In chapter 10 of Sutton and Barto's book (2nd edition) is given the equation for TD(0) error with average reward (equation 10.10):

$$\delta_t = R_{t+1} - \bar{R} + \hat{v}(S_{t+1}, \mathbf{w}) - \hat{v}(S_{t}, \mathbf{w})$$

What is the intuition behind this equation? And how exactly is it derived?

Also, in chapter 13, section 6, is given the Actor-Critic algorithm, which uses the TD error. How can you use 1 error to update 3 distinct things - like the average reward, value function estimator (critic), and the policy function estimator (actor)?

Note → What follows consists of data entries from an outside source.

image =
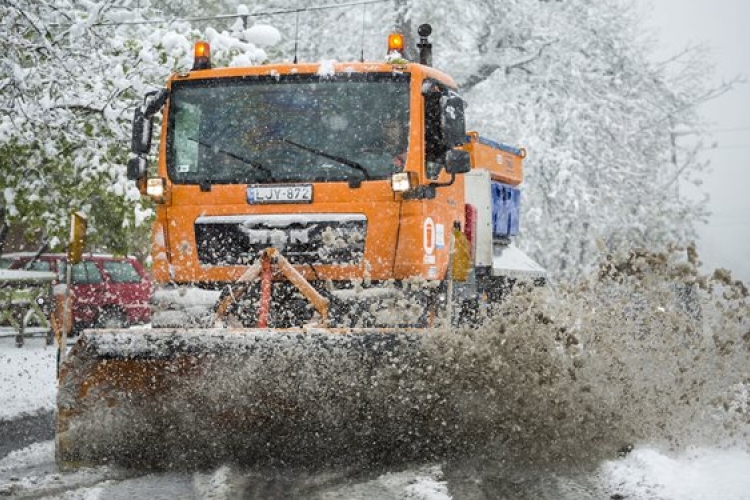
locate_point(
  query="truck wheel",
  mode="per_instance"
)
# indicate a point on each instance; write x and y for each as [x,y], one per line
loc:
[111,318]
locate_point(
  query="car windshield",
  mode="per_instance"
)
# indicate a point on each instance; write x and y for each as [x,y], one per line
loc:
[267,130]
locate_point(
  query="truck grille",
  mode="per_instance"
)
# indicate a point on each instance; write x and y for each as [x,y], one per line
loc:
[303,239]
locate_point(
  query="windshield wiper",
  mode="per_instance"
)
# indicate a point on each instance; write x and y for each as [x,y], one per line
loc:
[254,164]
[339,159]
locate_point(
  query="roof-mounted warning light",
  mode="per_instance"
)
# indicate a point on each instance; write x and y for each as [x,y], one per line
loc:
[424,45]
[396,43]
[202,55]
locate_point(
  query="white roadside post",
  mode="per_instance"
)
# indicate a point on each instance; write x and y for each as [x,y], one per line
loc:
[75,253]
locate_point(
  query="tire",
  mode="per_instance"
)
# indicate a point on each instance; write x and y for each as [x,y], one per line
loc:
[111,318]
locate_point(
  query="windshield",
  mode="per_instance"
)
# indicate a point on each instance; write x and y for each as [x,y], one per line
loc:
[266,130]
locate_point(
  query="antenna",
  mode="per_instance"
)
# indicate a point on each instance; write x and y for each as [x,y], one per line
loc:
[296,33]
[362,42]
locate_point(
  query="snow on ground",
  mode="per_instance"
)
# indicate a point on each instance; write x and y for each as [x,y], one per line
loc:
[27,377]
[696,474]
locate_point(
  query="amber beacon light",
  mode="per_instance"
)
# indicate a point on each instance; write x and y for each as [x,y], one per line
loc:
[202,55]
[396,43]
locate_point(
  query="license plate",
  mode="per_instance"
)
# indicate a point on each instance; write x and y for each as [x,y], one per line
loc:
[279,194]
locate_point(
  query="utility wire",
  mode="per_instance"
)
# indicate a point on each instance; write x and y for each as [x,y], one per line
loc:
[734,146]
[226,16]
[712,130]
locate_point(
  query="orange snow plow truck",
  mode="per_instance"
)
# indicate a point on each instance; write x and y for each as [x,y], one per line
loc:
[315,223]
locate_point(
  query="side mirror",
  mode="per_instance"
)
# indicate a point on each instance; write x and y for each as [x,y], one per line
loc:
[137,168]
[143,128]
[452,120]
[457,161]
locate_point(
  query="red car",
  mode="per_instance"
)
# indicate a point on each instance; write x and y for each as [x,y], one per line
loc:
[109,292]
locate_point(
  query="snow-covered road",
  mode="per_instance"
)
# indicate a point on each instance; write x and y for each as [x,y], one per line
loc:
[648,472]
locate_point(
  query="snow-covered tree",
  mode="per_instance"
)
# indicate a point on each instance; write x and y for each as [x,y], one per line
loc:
[574,82]
[72,72]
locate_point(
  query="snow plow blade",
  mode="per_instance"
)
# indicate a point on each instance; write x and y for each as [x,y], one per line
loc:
[194,398]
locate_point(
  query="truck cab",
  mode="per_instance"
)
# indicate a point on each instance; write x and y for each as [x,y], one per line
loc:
[351,170]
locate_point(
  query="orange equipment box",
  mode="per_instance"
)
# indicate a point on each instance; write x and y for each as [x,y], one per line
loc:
[505,163]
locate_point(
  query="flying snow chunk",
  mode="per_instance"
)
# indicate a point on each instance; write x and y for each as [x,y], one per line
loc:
[263,35]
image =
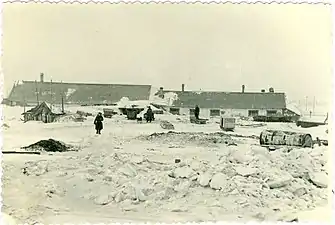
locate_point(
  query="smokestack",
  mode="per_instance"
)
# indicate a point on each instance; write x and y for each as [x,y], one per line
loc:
[41,77]
[161,92]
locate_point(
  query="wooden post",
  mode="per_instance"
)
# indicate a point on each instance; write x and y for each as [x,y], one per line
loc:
[314,105]
[51,94]
[62,104]
[62,96]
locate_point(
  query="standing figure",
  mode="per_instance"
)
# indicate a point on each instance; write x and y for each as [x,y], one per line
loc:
[149,115]
[98,123]
[196,112]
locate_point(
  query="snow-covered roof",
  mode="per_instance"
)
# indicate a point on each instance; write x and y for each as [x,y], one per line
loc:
[54,109]
[294,109]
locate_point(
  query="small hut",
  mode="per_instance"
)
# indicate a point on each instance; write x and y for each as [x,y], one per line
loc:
[43,112]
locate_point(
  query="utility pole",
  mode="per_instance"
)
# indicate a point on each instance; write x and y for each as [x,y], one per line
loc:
[314,105]
[51,102]
[38,102]
[62,96]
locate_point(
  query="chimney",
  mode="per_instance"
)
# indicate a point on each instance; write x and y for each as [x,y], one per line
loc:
[161,92]
[41,77]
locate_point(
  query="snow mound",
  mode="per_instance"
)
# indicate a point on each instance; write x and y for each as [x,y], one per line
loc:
[49,145]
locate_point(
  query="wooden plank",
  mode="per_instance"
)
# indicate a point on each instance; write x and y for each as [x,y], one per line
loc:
[20,152]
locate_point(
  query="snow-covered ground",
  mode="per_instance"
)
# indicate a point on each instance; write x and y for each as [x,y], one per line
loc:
[129,172]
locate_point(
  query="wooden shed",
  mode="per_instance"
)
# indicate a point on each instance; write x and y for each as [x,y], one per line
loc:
[43,112]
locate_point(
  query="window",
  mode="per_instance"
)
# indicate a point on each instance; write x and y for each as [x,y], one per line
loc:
[271,112]
[175,111]
[214,112]
[253,112]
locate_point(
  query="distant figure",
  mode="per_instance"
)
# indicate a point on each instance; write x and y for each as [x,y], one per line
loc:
[196,112]
[149,115]
[98,123]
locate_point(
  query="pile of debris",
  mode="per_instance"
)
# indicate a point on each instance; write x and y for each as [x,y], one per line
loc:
[50,145]
[266,185]
[166,125]
[192,138]
[71,117]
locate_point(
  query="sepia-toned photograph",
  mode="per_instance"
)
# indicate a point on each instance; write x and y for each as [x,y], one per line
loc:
[166,113]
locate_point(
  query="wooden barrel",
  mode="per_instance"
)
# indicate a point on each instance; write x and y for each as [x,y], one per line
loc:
[278,137]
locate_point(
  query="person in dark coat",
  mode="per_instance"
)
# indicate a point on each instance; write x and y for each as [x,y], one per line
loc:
[98,123]
[196,112]
[149,115]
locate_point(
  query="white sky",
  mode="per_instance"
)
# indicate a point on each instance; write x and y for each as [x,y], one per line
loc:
[286,46]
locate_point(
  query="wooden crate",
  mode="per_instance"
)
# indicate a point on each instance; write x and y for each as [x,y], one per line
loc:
[228,124]
[278,137]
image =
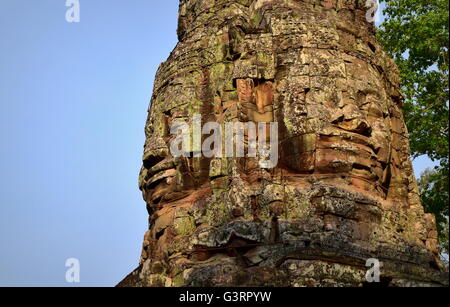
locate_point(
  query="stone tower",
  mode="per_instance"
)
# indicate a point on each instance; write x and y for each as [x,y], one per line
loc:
[343,190]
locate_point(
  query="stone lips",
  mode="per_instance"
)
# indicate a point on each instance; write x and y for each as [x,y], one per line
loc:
[344,190]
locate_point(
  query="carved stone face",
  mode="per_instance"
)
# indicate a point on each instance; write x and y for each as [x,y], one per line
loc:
[344,185]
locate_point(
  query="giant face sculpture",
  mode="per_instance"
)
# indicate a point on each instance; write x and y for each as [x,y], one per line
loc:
[343,190]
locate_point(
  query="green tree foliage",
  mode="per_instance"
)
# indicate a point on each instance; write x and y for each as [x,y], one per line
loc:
[415,33]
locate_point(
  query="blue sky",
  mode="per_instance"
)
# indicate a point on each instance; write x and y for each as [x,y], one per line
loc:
[73,99]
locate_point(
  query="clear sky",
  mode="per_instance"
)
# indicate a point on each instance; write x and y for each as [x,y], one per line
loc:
[73,102]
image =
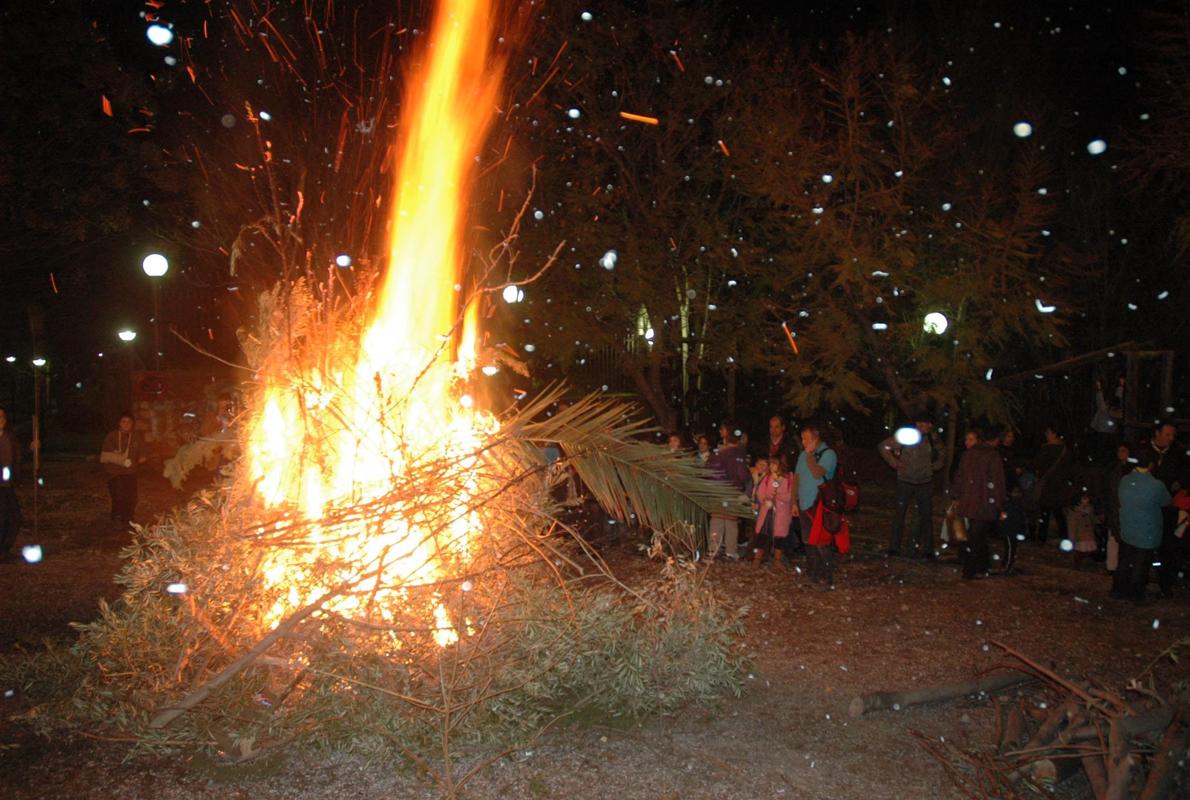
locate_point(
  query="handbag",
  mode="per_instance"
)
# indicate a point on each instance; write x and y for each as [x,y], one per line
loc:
[1113,554]
[957,525]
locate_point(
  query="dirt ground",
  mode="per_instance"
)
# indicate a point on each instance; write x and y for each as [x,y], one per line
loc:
[890,624]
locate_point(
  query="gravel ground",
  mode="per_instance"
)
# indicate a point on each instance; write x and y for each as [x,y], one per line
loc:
[890,624]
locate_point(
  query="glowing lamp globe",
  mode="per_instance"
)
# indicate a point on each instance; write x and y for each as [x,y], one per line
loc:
[160,35]
[935,323]
[155,264]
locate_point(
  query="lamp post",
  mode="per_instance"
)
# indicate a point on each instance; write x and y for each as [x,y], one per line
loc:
[124,399]
[36,444]
[155,267]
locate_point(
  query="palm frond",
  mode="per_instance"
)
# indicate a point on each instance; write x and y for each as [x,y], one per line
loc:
[600,439]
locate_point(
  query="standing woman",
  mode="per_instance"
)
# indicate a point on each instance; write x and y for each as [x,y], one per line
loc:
[1053,486]
[979,497]
[776,500]
[123,452]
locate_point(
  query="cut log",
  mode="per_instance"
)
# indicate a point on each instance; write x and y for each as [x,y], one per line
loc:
[1052,772]
[872,701]
[1165,763]
[1146,723]
[1062,764]
[1120,763]
[1015,729]
[1052,725]
[1096,775]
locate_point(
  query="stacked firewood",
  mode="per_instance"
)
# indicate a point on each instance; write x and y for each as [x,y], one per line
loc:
[1128,744]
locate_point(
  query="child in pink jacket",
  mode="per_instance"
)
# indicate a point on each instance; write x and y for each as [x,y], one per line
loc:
[775,497]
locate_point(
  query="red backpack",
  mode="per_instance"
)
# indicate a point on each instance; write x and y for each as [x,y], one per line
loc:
[838,495]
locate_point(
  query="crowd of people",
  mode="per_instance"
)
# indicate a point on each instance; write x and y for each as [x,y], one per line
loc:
[1121,507]
[782,477]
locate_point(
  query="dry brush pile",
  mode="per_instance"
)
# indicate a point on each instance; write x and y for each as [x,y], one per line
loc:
[195,656]
[1123,743]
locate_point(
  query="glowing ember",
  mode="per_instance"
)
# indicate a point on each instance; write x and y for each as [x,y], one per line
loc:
[332,448]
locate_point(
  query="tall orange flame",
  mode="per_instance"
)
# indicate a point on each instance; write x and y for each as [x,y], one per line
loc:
[398,402]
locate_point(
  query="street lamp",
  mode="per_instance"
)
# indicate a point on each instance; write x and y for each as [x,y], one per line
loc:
[156,266]
[935,323]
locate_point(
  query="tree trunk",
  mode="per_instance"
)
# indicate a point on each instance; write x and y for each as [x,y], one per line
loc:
[952,426]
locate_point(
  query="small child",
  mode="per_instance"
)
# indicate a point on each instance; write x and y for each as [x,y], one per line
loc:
[775,514]
[1081,523]
[759,469]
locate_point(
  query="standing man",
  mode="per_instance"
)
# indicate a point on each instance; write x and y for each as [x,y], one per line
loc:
[730,466]
[979,497]
[915,466]
[816,464]
[1167,467]
[123,452]
[10,467]
[1142,500]
[781,442]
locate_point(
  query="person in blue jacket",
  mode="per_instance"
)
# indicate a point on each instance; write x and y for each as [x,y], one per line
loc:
[1141,500]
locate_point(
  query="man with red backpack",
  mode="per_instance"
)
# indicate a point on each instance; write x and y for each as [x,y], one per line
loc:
[822,513]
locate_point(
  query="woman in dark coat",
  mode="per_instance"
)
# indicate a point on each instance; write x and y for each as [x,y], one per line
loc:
[979,495]
[1053,488]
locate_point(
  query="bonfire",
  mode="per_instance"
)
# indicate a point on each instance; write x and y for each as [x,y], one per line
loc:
[387,568]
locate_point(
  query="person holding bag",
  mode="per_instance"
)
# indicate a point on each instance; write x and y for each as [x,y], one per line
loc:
[828,531]
[121,454]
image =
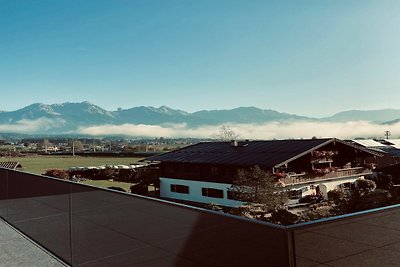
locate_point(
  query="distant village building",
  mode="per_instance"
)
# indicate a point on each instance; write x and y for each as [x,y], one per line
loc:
[204,172]
[390,150]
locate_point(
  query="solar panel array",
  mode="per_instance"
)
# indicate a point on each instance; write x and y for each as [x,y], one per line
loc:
[265,154]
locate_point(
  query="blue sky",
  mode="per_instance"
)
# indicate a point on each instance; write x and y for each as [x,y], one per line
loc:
[311,58]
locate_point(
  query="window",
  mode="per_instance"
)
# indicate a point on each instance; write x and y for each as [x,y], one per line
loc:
[240,196]
[177,188]
[211,192]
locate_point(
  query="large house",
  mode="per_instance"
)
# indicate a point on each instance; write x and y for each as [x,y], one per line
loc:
[204,172]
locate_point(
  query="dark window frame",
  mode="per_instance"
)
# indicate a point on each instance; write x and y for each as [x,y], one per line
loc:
[178,188]
[212,192]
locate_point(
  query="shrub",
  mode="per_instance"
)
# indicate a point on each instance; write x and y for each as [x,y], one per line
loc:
[284,217]
[365,186]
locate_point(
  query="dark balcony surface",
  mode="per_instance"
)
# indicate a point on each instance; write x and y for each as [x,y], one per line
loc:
[363,240]
[16,250]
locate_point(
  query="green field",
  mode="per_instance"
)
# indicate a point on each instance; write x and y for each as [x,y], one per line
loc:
[105,184]
[39,164]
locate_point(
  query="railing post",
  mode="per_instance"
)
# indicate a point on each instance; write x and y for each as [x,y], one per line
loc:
[291,248]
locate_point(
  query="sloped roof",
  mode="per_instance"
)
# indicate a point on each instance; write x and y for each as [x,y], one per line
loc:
[10,165]
[394,142]
[368,143]
[266,154]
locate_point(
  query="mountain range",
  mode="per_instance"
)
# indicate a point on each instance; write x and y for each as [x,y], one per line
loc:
[68,117]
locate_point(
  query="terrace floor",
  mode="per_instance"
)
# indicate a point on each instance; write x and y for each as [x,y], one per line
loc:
[17,250]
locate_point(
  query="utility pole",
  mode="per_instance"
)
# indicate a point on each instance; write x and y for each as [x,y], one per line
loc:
[387,134]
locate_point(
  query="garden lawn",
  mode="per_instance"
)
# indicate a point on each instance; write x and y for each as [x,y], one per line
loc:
[39,164]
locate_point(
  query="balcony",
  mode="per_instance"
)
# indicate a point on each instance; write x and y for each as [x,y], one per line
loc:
[88,226]
[292,179]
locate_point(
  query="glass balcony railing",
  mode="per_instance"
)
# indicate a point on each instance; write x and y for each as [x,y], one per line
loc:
[88,226]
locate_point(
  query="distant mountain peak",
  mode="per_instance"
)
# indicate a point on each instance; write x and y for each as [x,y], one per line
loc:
[70,116]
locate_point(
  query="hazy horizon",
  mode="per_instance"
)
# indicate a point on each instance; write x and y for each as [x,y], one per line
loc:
[312,58]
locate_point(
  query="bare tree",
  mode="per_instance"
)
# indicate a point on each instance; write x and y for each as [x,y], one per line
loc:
[225,133]
[257,186]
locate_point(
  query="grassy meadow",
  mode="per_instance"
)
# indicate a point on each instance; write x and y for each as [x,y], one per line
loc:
[39,164]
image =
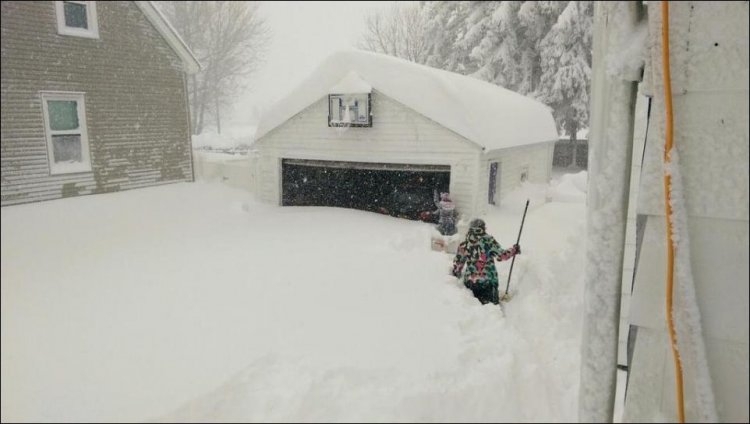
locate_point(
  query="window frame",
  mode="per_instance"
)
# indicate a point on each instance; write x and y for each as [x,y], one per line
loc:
[79,98]
[350,124]
[91,18]
[524,176]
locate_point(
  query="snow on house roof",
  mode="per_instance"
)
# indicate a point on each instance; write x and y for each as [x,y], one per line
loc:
[160,22]
[489,115]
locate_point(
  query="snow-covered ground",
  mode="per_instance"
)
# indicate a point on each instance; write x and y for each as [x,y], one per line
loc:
[232,137]
[193,302]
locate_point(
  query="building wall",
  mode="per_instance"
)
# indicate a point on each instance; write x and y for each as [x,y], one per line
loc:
[534,159]
[136,109]
[398,135]
[711,136]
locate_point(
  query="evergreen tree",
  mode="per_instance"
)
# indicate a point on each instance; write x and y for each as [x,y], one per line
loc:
[498,54]
[445,22]
[565,84]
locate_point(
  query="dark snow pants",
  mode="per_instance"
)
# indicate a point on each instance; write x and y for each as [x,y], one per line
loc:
[484,293]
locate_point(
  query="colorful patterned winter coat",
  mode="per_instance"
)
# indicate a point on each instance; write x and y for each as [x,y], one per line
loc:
[476,257]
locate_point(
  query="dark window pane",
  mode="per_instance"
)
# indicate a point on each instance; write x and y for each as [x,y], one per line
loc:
[75,15]
[63,114]
[67,148]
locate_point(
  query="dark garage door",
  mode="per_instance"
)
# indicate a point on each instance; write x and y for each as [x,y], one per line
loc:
[402,190]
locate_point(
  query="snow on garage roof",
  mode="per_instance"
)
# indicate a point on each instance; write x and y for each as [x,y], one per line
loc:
[489,115]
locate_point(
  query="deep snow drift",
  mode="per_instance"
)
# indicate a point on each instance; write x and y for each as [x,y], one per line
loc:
[192,302]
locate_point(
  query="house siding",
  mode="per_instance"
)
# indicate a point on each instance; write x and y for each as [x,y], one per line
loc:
[134,90]
[398,135]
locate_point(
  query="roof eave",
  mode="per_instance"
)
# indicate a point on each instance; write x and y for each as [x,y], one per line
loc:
[189,63]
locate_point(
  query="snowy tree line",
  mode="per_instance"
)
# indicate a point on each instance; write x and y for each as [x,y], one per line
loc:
[229,39]
[541,49]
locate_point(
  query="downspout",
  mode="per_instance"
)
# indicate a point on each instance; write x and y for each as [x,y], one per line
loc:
[190,129]
[610,156]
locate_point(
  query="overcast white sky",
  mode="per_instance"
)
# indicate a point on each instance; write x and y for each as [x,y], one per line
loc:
[303,34]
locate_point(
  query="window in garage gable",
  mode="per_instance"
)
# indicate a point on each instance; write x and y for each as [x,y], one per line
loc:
[349,110]
[349,102]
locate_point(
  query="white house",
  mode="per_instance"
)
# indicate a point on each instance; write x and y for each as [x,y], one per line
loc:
[687,299]
[370,131]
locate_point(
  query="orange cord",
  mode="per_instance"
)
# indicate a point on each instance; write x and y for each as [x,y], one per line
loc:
[668,205]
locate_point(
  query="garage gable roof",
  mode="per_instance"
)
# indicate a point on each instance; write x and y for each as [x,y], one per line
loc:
[484,113]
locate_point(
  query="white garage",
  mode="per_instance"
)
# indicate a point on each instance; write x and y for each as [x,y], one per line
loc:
[374,132]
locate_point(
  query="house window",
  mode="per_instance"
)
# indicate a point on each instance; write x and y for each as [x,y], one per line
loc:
[524,173]
[65,128]
[77,18]
[351,110]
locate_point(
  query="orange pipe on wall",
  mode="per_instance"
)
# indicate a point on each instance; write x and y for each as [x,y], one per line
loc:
[668,142]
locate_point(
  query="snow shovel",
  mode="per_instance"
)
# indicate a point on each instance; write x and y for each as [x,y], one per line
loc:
[506,297]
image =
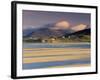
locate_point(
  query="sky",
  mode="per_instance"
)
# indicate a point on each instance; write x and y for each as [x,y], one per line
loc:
[36,19]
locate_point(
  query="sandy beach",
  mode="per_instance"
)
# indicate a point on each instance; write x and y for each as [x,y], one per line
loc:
[41,55]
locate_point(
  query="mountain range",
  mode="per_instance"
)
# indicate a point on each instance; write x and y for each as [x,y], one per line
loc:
[58,29]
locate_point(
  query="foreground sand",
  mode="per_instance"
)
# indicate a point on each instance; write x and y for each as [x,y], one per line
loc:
[55,54]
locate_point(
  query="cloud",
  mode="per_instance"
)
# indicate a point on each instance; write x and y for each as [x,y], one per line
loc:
[79,27]
[61,25]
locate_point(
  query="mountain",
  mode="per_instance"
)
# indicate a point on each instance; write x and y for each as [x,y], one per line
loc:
[80,33]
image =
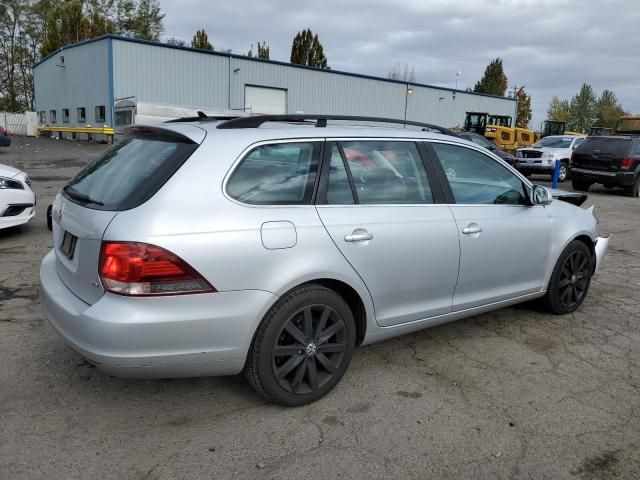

Average Reward update rule: $\bar{R} \leftarrow \bar{R} + \alpha^{\bar{R}}\delta$

Critic weight update rule: $\mathbf{w} \leftarrow \mathbf{w} + \alpha^{\mathbf{w}}\delta\nabla \hat{v}(s,\mathbf{w})$

Actor weight update rule: $\mathbf{\theta} \leftarrow \mathbf{\theta} + \alpha^{\mathbf{\theta}}\delta\nabla ln \pi(A|S,\mathbf{\theta})$


1 Answer 1


This is simply from definition of return in average reward setting (look at equation $10.9$). The "standard" TD error is defined as \begin{equation} TD_{\text{error}} = R_{t+1} + V(S_{t+1}) - V(S_t) \end{equation} In average reward setting, average reward $r(\pi)$ is subtracted from reward at $t$, $R_t$, so TD error in this case is \begin{equation} TD_{\text{error}} = R_{t+1} - \bar R_{t+1} + V(S_{t+1}) - V(S_t) \end{equation} where $\bar R_{t+1}$ is estimate of $r(\pi)$.

You can use $\delta_t$ in all 3 updates because neither of these updates depend on each other. For example if you update $\mathbf w$ you don't use that then to update $\mathbf \theta$, or if you update $\bar R$ you don't use updated version to update $\mathbf w$ or $\mathbf \theta$ so you're not introducing additional bias. In each separate update you also don't have $\delta_t$ present multiple times so that you require multiple sampling per timestep to get the unbiased update.

Additionally this is semi-gradient algorithm, it uses bootstrapped estimate $V_{t+1}$ but it doesn't calculate full derivative with respect to it aswell, only with respect to $V_t$ so the algorithm is biased by default, but works well enough in practice for linear case.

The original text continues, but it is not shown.